First off I have two crabs. My baby and the senior who just marches around the place. What intrigues me is that I had four at one time but trying to recreate a terrarium for them is not for the faint of mind or even heart. Sure it looks easy. Throw in some sand and some dirt and add in some pools of water and voila! Right? Not so much. I wish it was that much but there is something more scientific and environmentally that we can ever hope to find out or even know.
I love humans when they tell me what they know about living beings like we don’t somehow evolve or change into something entirely that another life form doesn’t have a chance to know. Think about how we age and mature and how we deemed it appropriate for sexing our young ins to be the first of things to go. I will never forget the nurses at the ICU when they delivered me that morning, asking my husband what we would like written down on our son’s birth certificate. You know there is an option to put U as unidentified but as far as I remember it should be the thing that has been found hanging between their legs. When she asked me if that was what I wanted I looked at her and asked her if that was what she honestly could think. If my son was born a boy I will honour him until he is old enough to tell me that he wishes that he was born another way.
There we are again trying to fit a square peg into a circle like we are the be all end all to all infinite beings. What I saw was my crab out of his shell drying out, all grey and I couldn’t help but wonder if it was something I had done to make him that way. I could tell he was scared because with every shadow that crossed over his body he would flinch in the hopes that it wasn’t a predator and he would find time to get away. Most will say who cares it’s just a crab throw it away and try it again but my heart doesn’t beat that way.
I knew the larger crab was up and moving and if he came across the exposed tiny crab a fight with tiny daggers might ensure. K no tiny daggers but I think you now know the picture so I cleaned any viable open shells I could find and put them around him in kind of a ring. I even cleaned his tiny shell because crabs are known for hoarding food. I was cautious of the moisture and temperature controls of his habitat because I didn’t want him to dry out or even get too hot or cold.
I don’t know why it bothered me so much this little simple puzzle piece that is their life. Sometimes they outgrow their little moving habitats or maybe there is a fungus or irritant that has somehow gotten in the way. Whatever it was I was racing against the clock. I was scared for what was going to happen even though I had no idea what it all could possibly mean. He looked scared and unprotected as he retreated into the dark and the dirt maybe looking for his home.
I am a weird life form this I already know. Fully integrated and connected to all the life forms that had come here before. I don’t look at any other living being and think that I am entitled to more. I don’t know what all this fighting is about I never cared for evening out the score. All I wanted was to live simply and happily with the animals that have made their way into my care. This is what it means to come alive and be living when the rest of the world is content in being so unconcerned and always behaving so cold.

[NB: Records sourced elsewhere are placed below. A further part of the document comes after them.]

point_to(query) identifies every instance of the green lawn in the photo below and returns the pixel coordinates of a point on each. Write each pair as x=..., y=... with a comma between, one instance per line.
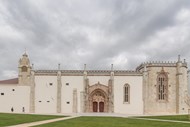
x=176, y=117
x=7, y=119
x=111, y=122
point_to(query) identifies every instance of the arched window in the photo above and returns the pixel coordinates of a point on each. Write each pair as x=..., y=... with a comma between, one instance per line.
x=162, y=87
x=126, y=93
x=24, y=69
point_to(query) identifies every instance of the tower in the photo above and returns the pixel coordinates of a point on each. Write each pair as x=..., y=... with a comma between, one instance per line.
x=24, y=70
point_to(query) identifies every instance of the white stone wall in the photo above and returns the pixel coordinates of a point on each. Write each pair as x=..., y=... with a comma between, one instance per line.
x=136, y=101
x=101, y=79
x=75, y=82
x=14, y=96
x=45, y=94
x=152, y=106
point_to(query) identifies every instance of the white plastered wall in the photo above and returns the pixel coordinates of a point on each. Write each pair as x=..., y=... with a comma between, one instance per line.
x=75, y=82
x=45, y=94
x=15, y=97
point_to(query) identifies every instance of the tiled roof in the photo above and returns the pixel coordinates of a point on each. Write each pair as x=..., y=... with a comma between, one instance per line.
x=9, y=81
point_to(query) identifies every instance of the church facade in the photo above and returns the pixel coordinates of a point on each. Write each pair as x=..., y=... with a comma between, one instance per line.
x=153, y=88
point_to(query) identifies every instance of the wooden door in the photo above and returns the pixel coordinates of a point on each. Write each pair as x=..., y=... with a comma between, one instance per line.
x=101, y=106
x=95, y=106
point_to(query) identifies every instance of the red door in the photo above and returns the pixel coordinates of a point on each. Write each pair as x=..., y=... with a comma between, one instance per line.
x=101, y=106
x=95, y=106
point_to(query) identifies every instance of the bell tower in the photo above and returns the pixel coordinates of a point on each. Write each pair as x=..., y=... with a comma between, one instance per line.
x=24, y=70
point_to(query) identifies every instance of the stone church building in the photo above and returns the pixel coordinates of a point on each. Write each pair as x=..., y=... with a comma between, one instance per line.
x=152, y=88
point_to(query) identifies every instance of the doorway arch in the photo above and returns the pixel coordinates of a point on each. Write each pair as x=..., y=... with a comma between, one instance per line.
x=98, y=101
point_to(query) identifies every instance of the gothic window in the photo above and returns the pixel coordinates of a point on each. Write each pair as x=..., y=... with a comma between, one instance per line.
x=126, y=93
x=162, y=87
x=24, y=69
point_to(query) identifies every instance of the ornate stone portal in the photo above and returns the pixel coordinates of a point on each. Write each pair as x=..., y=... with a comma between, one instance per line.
x=98, y=98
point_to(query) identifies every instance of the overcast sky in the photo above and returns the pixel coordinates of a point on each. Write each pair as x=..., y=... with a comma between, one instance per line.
x=96, y=32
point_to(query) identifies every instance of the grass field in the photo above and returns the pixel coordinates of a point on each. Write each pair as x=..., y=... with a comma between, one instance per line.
x=7, y=119
x=111, y=122
x=177, y=117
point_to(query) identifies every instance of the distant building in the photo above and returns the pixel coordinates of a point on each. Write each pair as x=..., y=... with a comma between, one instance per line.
x=153, y=88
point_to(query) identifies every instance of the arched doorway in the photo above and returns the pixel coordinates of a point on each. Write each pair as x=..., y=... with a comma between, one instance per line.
x=98, y=100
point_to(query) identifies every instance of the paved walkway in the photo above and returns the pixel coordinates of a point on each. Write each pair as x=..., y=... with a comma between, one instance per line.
x=42, y=122
x=161, y=120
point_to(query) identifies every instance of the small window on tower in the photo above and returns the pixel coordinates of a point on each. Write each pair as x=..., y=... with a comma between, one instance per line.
x=24, y=69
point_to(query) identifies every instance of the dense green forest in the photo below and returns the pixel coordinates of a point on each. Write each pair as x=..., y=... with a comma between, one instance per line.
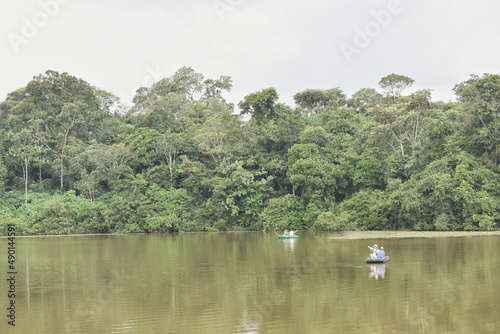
x=72, y=160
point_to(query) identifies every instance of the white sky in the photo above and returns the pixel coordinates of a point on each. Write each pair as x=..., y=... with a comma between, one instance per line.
x=293, y=45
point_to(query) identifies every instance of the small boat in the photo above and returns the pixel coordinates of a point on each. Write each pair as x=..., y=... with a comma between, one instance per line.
x=282, y=236
x=382, y=260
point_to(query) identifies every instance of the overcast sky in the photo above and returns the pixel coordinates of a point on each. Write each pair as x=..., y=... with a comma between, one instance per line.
x=293, y=45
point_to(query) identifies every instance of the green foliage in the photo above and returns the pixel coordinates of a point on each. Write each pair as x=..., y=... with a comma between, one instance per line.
x=181, y=159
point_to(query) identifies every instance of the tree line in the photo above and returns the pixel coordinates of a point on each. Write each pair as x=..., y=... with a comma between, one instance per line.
x=181, y=158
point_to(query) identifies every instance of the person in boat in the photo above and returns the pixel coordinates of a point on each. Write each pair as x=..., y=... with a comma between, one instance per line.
x=374, y=251
x=381, y=253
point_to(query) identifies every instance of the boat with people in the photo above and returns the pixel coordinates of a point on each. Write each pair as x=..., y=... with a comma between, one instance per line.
x=283, y=236
x=381, y=260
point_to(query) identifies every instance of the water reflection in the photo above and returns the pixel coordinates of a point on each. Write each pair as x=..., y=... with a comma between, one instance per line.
x=289, y=244
x=377, y=270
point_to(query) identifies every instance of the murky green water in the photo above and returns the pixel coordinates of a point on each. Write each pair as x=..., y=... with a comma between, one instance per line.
x=252, y=283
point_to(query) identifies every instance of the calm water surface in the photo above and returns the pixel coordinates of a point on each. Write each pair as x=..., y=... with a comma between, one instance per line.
x=252, y=283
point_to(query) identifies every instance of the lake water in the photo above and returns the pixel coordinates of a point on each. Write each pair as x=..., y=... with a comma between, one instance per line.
x=251, y=282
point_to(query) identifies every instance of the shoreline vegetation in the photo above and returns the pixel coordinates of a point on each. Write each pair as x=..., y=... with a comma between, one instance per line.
x=339, y=234
x=74, y=160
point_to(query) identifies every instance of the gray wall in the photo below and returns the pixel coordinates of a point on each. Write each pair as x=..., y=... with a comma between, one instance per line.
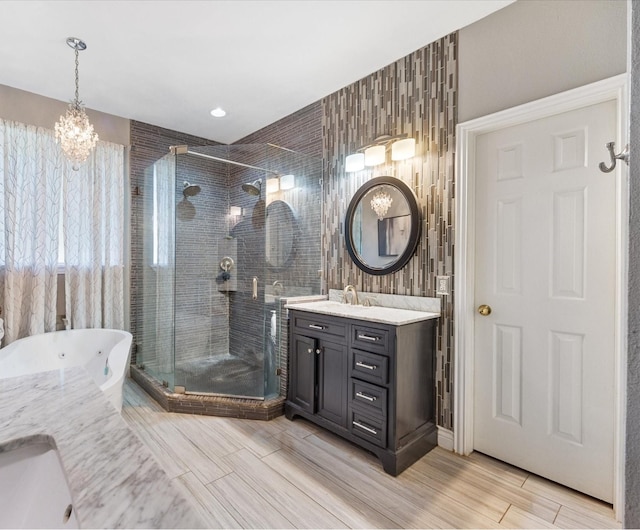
x=26, y=107
x=532, y=49
x=632, y=471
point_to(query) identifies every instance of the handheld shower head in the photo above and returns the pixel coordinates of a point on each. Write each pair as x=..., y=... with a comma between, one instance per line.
x=189, y=190
x=253, y=188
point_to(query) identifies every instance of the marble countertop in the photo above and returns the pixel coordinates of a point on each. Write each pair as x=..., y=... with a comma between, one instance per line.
x=383, y=315
x=114, y=481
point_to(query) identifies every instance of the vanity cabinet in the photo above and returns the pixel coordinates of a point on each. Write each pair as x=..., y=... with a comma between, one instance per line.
x=371, y=383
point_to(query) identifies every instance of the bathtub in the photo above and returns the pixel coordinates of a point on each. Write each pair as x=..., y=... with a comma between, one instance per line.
x=95, y=349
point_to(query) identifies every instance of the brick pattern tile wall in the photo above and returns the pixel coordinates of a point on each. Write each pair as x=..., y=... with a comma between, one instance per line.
x=150, y=143
x=300, y=132
x=415, y=95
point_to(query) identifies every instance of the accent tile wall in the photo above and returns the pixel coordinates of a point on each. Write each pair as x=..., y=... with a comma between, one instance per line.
x=415, y=95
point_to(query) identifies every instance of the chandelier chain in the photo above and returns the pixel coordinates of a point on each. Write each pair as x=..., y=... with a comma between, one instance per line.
x=77, y=101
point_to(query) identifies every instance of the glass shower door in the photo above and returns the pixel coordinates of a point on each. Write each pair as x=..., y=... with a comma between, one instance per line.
x=155, y=323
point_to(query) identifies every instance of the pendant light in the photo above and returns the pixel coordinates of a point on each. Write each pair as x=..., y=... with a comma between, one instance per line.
x=73, y=130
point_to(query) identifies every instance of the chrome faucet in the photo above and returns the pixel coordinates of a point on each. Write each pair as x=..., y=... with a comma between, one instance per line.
x=354, y=295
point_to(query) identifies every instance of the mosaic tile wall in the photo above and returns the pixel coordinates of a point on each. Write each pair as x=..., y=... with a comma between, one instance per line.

I want all life to feel important even if they are small as a hermit crab. What I see is that they have a desire for life that only the living can. As his grey body just sat there barely moving I wondered if his time had finally come. I didn’t take a picture or video because even the smallest being deserves a little bit of dignity in their final days. I am not sure what is going on because wouldn’t you know it I am not a crab all I can do is ensure that his habitat is safe and in livable conditions in order for him to prosper and leave out his best years.